The experience of temptation is universal. Every life must grow up amid unfriendly and opposing influences – some of them subtle and insidious, like miasma in the air; some of them fierce and wild, like the blast of storm or the rush of battle. Much is said in sermons about the solemn nature of death; yet really it is not half so perilous a thing to die as it is to live. No child of God was ever lost, or even harmed, in the experience of dying.
“The grave itself is but a covered bridge
Leading from light to light through a brief darkness.”
But life is full of peril. To live truly we must battle day by day. Satan is no mediaeval myth, but an actual foe, powerful, cunning, treacherous, and terrible. Danger lurks in every shadow.
The question in life is not how to escape temptation, but how to pass through it so as not to be harmed by it. Christ’s way of helping us is not by keeping us out of the conflicts. This would leave us forever weak, untried, and undisciplined. The price of spiritual attainment and culture is struggle. Jesus himself was made perfect through suffering.
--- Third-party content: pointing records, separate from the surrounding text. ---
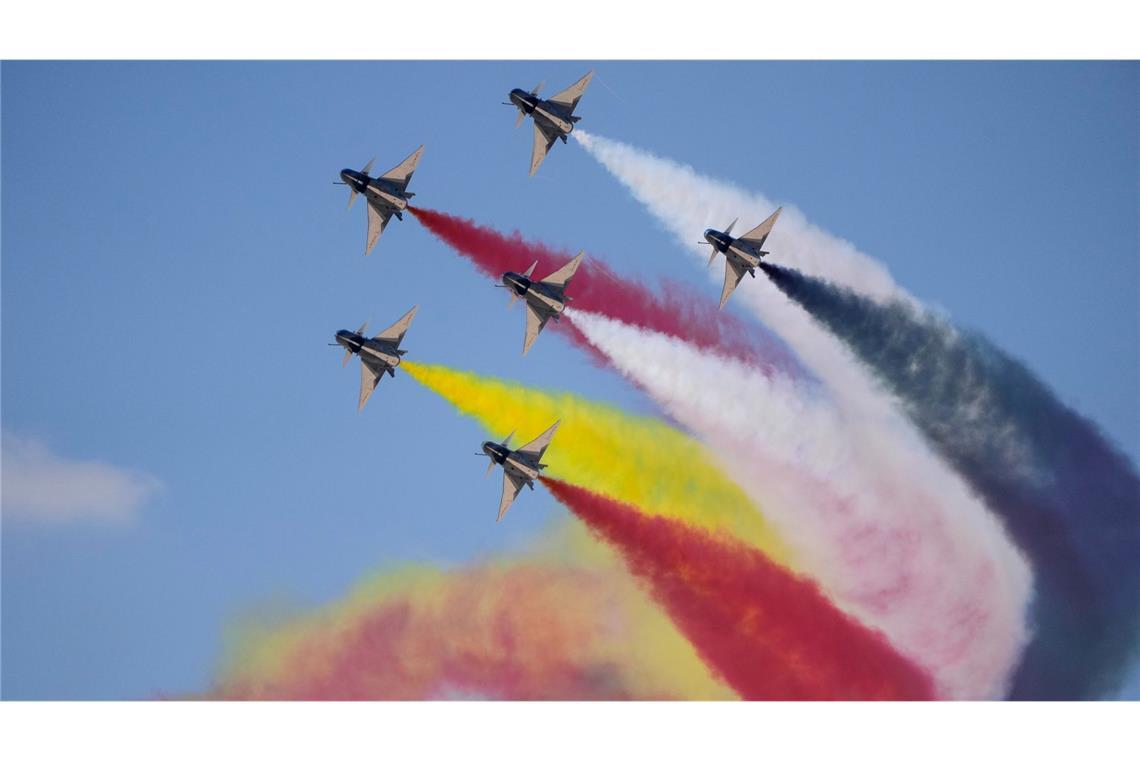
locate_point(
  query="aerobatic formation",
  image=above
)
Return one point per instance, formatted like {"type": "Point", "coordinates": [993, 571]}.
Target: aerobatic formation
{"type": "Point", "coordinates": [851, 498]}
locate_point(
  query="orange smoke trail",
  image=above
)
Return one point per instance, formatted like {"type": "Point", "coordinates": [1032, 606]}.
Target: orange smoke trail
{"type": "Point", "coordinates": [518, 630]}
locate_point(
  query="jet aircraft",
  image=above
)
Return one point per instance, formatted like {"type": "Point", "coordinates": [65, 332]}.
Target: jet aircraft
{"type": "Point", "coordinates": [553, 119]}
{"type": "Point", "coordinates": [387, 194]}
{"type": "Point", "coordinates": [520, 466]}
{"type": "Point", "coordinates": [544, 299]}
{"type": "Point", "coordinates": [377, 354]}
{"type": "Point", "coordinates": [742, 254]}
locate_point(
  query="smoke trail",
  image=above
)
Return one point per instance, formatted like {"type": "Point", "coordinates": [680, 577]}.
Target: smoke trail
{"type": "Point", "coordinates": [771, 635]}
{"type": "Point", "coordinates": [949, 591]}
{"type": "Point", "coordinates": [1071, 499]}
{"type": "Point", "coordinates": [635, 459]}
{"type": "Point", "coordinates": [509, 629]}
{"type": "Point", "coordinates": [685, 203]}
{"type": "Point", "coordinates": [676, 311]}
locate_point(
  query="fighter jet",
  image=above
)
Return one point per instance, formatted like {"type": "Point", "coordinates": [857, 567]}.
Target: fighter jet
{"type": "Point", "coordinates": [544, 299]}
{"type": "Point", "coordinates": [377, 354]}
{"type": "Point", "coordinates": [742, 254]}
{"type": "Point", "coordinates": [553, 119]}
{"type": "Point", "coordinates": [387, 194]}
{"type": "Point", "coordinates": [520, 466]}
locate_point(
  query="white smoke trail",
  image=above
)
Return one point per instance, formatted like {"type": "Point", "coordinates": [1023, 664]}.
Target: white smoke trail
{"type": "Point", "coordinates": [685, 203]}
{"type": "Point", "coordinates": [900, 546]}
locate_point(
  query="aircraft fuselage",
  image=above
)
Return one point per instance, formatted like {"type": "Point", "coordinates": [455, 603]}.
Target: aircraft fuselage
{"type": "Point", "coordinates": [375, 189]}
{"type": "Point", "coordinates": [503, 456]}
{"type": "Point", "coordinates": [373, 351]}
{"type": "Point", "coordinates": [535, 293]}
{"type": "Point", "coordinates": [732, 247]}
{"type": "Point", "coordinates": [540, 109]}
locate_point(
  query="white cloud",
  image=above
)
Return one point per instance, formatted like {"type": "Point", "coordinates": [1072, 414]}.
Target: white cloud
{"type": "Point", "coordinates": [40, 485]}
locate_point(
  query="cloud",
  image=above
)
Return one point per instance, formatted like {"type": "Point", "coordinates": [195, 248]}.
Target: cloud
{"type": "Point", "coordinates": [40, 485]}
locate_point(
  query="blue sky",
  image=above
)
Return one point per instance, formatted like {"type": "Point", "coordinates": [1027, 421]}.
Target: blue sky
{"type": "Point", "coordinates": [174, 259]}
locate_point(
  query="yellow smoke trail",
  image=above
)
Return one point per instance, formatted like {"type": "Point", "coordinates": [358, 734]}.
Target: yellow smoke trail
{"type": "Point", "coordinates": [634, 459]}
{"type": "Point", "coordinates": [560, 623]}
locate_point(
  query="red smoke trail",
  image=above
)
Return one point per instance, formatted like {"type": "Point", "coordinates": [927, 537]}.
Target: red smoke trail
{"type": "Point", "coordinates": [677, 311]}
{"type": "Point", "coordinates": [770, 635]}
{"type": "Point", "coordinates": [518, 632]}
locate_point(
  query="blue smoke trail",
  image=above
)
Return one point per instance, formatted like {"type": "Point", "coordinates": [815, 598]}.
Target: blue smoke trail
{"type": "Point", "coordinates": [1069, 499]}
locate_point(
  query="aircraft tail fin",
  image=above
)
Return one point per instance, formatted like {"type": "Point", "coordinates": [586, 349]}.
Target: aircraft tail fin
{"type": "Point", "coordinates": [759, 234]}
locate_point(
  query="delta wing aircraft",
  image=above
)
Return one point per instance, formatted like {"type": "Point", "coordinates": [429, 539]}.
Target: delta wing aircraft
{"type": "Point", "coordinates": [387, 194]}
{"type": "Point", "coordinates": [544, 299]}
{"type": "Point", "coordinates": [553, 119]}
{"type": "Point", "coordinates": [377, 354]}
{"type": "Point", "coordinates": [520, 466]}
{"type": "Point", "coordinates": [742, 254]}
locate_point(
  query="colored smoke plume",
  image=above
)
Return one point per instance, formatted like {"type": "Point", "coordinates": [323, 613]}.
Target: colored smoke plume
{"type": "Point", "coordinates": [675, 311]}
{"type": "Point", "coordinates": [768, 634]}
{"type": "Point", "coordinates": [949, 593]}
{"type": "Point", "coordinates": [635, 459]}
{"type": "Point", "coordinates": [519, 629]}
{"type": "Point", "coordinates": [1067, 496]}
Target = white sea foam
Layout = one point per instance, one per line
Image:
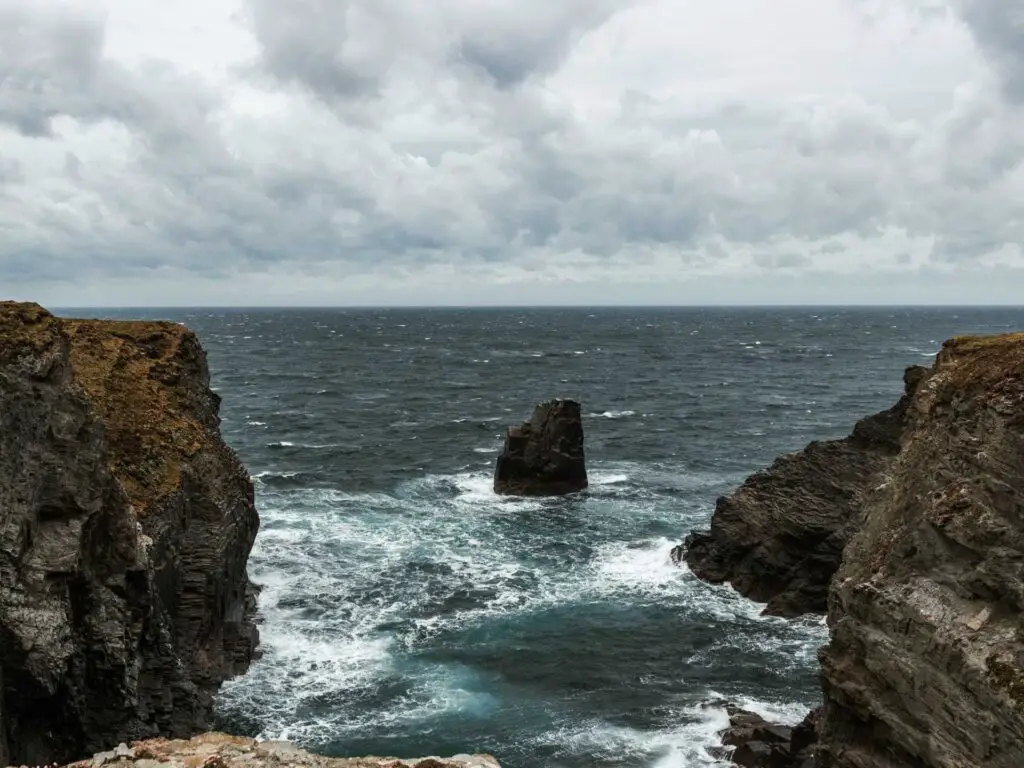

All the best things in life – the only things worth obtaining – lie beyond fields of battle, and we can get them only by overcoming. It would be no kindness to us were God to withdraw us into some sheltered spot whenever there is danger, or if he were to fight our battles for us, thus freeing us from all necessity to struggle.
“He who hath never a conflict hath never a victor’s palm,
And only the toilers know the sweetness of rest and calm.”